How Technology Literally Changes Our Brains

How Technology Literally Changes Our Brains
(AP Photo/Julio Cortez)

In 1964, the Canadian philosopher Marshall McLuhan published his opus Understanding Media: The Extensions of Man. In it he writes, “In the long run, a medium’s content matters less than the medium itself in influencing how we think and act.” Or, put more simply: “Media work their magic, or their mischief, on the nervous system itself.”

This idea that the media technologies we rely on reshape us on a fundamental, cognitive level sits at the center of Nicholas Carr’s 2010 book The Shallows: What the Internet Is Doing to Our Brains. A world defined by oral traditions is more social, unstructured, and multisensory; a world defined by the written word is more individualistic, disciplined, and hypervisual.

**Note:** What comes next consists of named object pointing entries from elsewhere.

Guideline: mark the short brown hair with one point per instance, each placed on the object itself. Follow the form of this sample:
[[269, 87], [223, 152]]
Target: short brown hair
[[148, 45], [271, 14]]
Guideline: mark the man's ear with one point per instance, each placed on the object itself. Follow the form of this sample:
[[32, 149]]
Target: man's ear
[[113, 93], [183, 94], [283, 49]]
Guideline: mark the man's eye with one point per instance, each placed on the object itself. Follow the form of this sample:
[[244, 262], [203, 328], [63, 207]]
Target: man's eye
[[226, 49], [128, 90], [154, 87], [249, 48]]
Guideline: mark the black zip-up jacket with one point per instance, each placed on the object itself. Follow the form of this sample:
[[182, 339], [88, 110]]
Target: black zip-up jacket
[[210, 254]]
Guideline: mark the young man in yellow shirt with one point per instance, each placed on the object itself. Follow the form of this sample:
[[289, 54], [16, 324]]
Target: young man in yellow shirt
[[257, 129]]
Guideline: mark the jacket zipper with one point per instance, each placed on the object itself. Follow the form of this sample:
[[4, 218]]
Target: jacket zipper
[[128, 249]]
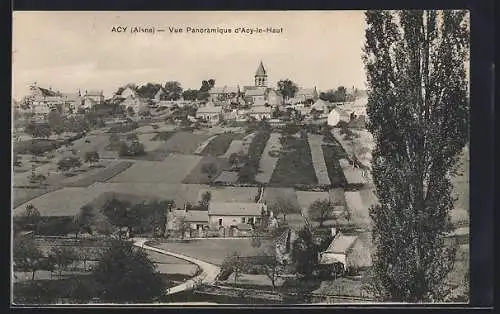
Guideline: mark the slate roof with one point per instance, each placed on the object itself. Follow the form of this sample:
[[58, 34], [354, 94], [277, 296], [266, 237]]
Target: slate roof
[[193, 215], [260, 70], [234, 209], [256, 92]]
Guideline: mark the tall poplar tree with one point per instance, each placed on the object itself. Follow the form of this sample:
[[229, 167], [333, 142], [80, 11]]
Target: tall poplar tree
[[418, 114]]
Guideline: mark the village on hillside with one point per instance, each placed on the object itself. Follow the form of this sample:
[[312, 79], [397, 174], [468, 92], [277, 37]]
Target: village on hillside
[[230, 181]]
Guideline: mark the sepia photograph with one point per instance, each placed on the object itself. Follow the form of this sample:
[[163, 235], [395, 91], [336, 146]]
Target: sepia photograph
[[240, 157]]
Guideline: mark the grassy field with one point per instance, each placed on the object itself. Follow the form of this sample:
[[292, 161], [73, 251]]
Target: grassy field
[[184, 142], [62, 202], [211, 250], [23, 195], [317, 155], [102, 175], [267, 162], [197, 176], [331, 154], [173, 170], [219, 145], [295, 164]]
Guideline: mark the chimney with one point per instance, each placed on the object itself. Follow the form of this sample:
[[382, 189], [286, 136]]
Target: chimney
[[333, 231]]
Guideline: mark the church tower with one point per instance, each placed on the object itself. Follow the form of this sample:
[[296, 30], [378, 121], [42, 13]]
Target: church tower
[[261, 76]]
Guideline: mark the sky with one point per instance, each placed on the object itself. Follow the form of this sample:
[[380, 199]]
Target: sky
[[68, 51]]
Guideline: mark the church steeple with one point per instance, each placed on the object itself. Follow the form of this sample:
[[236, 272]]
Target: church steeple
[[261, 76]]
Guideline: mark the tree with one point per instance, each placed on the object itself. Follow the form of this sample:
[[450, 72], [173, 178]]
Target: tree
[[117, 212], [305, 253], [148, 90], [190, 94], [31, 217], [418, 114], [205, 200], [210, 169], [287, 89], [173, 90], [83, 219], [56, 123], [91, 157], [68, 163], [63, 257], [126, 274], [38, 130], [27, 256], [320, 210], [183, 227], [234, 264], [271, 264], [284, 206]]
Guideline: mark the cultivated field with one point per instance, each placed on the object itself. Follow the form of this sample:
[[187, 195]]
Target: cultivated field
[[147, 140], [295, 164], [197, 176], [211, 250], [220, 144], [184, 142], [62, 202], [23, 195], [202, 146], [267, 162], [332, 153], [318, 159], [172, 170]]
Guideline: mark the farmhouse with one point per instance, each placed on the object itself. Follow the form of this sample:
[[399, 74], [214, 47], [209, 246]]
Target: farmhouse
[[222, 214], [339, 250], [96, 96], [197, 219]]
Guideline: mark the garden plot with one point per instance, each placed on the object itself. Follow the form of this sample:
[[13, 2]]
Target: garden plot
[[295, 164], [332, 153], [23, 195], [220, 144], [357, 204], [184, 142], [361, 144], [62, 202], [197, 174], [269, 158], [231, 193], [179, 193], [172, 170], [147, 140], [235, 147], [202, 146], [318, 158], [274, 194], [212, 250]]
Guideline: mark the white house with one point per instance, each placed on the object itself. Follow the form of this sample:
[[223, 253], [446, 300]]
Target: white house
[[210, 113], [227, 215], [333, 118], [128, 92], [96, 96], [339, 250], [261, 112]]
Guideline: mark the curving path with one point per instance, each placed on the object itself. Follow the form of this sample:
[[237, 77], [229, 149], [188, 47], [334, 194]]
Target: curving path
[[208, 275]]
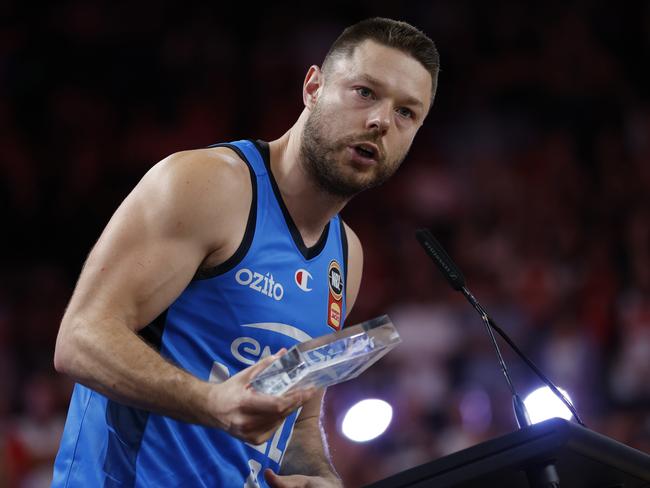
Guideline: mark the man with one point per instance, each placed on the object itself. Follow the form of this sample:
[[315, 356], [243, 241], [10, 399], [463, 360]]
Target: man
[[220, 256]]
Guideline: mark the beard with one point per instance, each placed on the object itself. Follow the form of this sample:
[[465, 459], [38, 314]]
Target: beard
[[320, 154]]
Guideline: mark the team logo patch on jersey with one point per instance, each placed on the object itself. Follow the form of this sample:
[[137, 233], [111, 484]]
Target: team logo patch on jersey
[[302, 278], [335, 302]]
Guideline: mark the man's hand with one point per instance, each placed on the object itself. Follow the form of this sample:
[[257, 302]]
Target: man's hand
[[248, 414], [299, 481]]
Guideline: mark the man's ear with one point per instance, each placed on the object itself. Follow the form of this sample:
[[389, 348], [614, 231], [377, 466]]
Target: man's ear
[[312, 85]]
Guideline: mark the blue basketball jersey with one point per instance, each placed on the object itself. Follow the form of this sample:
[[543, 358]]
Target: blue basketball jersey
[[273, 292]]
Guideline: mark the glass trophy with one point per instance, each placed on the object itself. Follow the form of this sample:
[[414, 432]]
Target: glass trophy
[[329, 359]]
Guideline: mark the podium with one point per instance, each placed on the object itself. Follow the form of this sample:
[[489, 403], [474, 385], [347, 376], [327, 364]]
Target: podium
[[582, 459]]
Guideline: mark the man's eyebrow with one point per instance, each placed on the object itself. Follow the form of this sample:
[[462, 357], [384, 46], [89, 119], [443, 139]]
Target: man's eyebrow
[[374, 81]]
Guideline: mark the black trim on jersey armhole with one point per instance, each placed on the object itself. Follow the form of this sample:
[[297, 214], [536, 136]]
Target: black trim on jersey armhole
[[152, 333], [307, 252], [344, 245], [244, 246]]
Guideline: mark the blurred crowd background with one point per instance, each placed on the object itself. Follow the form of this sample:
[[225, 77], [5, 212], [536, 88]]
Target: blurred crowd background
[[533, 170]]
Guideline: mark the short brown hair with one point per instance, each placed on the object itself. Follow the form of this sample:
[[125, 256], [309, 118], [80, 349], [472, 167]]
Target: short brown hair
[[392, 33]]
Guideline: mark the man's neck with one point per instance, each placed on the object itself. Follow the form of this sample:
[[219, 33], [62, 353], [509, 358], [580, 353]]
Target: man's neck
[[310, 207]]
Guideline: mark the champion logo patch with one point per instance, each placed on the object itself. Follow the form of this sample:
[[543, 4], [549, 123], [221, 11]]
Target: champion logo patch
[[302, 278]]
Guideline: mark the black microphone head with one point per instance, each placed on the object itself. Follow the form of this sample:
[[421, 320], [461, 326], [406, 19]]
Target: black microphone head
[[446, 266]]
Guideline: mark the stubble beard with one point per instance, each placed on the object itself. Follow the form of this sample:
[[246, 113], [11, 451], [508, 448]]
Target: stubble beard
[[319, 157]]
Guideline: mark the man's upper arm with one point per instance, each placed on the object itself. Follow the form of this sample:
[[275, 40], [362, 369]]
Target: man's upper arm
[[181, 211], [355, 267]]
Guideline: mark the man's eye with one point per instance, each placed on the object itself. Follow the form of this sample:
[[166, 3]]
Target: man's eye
[[405, 112], [364, 92]]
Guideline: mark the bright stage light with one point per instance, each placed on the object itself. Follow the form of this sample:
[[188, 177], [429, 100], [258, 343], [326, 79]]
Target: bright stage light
[[542, 404], [366, 420]]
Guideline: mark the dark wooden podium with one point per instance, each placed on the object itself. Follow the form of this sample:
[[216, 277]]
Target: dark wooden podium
[[582, 458]]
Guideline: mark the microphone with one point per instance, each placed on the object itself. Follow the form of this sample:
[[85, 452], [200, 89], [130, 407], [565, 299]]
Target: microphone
[[452, 274]]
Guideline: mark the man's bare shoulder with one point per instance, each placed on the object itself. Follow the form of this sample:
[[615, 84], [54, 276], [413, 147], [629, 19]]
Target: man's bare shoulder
[[204, 192]]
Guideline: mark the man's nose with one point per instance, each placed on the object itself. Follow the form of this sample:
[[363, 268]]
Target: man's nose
[[380, 118]]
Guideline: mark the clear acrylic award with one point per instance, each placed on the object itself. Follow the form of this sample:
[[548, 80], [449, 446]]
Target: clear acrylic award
[[329, 359]]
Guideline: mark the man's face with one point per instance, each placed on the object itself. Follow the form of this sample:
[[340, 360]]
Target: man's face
[[364, 119]]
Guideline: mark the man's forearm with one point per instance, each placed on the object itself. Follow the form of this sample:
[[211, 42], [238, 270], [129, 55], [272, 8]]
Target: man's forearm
[[307, 452], [113, 360]]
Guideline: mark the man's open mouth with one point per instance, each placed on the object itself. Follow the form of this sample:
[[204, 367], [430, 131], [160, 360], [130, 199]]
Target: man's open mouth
[[366, 151]]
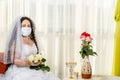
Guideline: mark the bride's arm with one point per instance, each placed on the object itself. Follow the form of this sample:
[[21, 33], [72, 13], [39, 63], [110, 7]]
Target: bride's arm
[[20, 62], [16, 60]]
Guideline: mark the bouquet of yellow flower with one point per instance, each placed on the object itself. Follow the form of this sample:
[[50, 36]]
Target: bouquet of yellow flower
[[38, 59]]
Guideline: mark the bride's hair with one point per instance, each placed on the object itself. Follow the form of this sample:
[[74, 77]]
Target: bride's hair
[[32, 35]]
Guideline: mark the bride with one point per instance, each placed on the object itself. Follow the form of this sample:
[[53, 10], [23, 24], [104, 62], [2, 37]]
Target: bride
[[21, 45]]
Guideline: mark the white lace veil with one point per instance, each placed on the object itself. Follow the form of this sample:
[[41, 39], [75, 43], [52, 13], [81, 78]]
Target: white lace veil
[[14, 43]]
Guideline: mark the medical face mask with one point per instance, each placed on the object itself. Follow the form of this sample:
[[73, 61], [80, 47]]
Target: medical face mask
[[26, 31]]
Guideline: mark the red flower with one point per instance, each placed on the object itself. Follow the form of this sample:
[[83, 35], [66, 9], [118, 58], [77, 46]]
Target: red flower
[[85, 37]]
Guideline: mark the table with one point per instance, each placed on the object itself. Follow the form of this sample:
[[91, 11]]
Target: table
[[98, 77]]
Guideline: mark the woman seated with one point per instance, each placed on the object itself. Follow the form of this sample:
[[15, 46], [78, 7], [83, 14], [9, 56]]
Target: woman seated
[[21, 45]]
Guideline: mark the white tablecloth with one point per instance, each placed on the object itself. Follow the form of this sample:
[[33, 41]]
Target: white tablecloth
[[97, 77]]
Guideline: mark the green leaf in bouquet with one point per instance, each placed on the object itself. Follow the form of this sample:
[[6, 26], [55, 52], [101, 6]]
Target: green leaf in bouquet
[[43, 60]]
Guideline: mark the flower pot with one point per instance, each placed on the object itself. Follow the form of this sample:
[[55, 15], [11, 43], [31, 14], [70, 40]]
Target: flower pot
[[86, 70]]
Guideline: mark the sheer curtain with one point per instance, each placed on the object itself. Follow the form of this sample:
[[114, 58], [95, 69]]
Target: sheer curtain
[[59, 24]]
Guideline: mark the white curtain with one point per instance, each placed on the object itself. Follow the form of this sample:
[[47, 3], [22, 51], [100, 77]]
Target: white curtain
[[59, 24]]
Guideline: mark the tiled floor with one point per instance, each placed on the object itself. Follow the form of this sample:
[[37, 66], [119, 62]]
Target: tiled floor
[[98, 77]]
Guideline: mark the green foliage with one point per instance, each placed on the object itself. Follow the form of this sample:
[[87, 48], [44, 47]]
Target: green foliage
[[86, 49], [42, 66]]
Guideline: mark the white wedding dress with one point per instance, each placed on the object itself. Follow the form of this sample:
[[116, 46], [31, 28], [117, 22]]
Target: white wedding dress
[[24, 73]]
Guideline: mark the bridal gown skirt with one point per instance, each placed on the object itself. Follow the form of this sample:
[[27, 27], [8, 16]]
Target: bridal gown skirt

A world defined by texting, scrolling, and social feedback is addicted to stimulus, constantly forming and affirming expressions of identity, accustomed to waves of information.

Back in 2010, Carr argued that the internet was changing how we thought, and not necessarily for the better. “My brain, I realized, wasn’t just drifting,” he wrote in The Shallows. “It was hungry. It was demanding to be fed the same way the net fed it — and the more it was fed, the hungrier it became.” His book, a finalist for the Pulitzer that year, was dismissed by many, including me. Ten years on, I regret that dismissal. Reading it now, The Shallows is outrageously prescient, offering a framework and language for ideas and experiences I’ve been struggling to define for a decade.